So, draftkings and fanduel have BOTH found a way to not turn a profit on a sports book. I understand it's more complex than that, but cmon. They both are probably unable to offload action, but the players prepay. No risk on collecting either. That leaves 2 companies inept at keeping enough lines right to profit on the spread, and even worse with parlays. Books don't go broke on parlays. That shouldn't happen. Fanduel has multiple TV channels 24/7. Not sure about draftkings. I know money has been leaving the stock since June.
Can someone explain how something legal in person in Vegas is profitable, but not online. Is the business model just a bust due to ungodly liquidity required, or would expected rate cuts through the end of the year change the direction?
Posted by Gemaneye
7 Comments
They probably spend way too much on advertising.

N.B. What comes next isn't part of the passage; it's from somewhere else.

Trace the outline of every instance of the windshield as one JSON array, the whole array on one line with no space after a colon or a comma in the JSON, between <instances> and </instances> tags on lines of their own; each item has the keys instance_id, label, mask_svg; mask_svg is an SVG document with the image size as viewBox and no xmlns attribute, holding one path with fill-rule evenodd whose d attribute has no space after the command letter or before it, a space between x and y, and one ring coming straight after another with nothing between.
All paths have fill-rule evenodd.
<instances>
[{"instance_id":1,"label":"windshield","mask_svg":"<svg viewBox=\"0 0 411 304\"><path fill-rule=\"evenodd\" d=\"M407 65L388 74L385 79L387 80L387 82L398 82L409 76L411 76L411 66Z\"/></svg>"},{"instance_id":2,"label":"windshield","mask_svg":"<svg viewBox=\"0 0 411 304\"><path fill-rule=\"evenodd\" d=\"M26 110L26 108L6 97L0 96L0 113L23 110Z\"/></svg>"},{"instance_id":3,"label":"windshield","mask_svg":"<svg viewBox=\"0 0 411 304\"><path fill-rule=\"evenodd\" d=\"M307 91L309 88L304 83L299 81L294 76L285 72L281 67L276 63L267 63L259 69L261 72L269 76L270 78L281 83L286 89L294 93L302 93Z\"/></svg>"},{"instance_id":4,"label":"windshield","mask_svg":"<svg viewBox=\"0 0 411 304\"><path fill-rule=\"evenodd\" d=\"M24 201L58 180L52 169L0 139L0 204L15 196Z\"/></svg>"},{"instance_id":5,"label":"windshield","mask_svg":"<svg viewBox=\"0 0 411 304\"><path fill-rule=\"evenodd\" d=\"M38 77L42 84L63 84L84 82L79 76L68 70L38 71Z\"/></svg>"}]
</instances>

Bc they’re spending more money than they make. The OpEx is insane; look at the amount of marketing and advertising they’re doing. Wtf is Draft Kings Network? Maybe they’ll eventually be profitable but right now is its spend & grow mode.
The goal isn’t profit, its revenue. They operate in debt which does have advantages with taxes. Hard to believe but profit isn’t always the goal, revenue to cover expenses and growth is.
they’re advertising like crazy, offering all kinds of incentives for first bets. They’re probably betting that enough people get addicted to gambling that they make money later on.
Fanduel parent company Flutter is profitable.
The client acquisition costs are very high in sports betting. They spend WAY too much on advertising
So, would rate cuts change anything?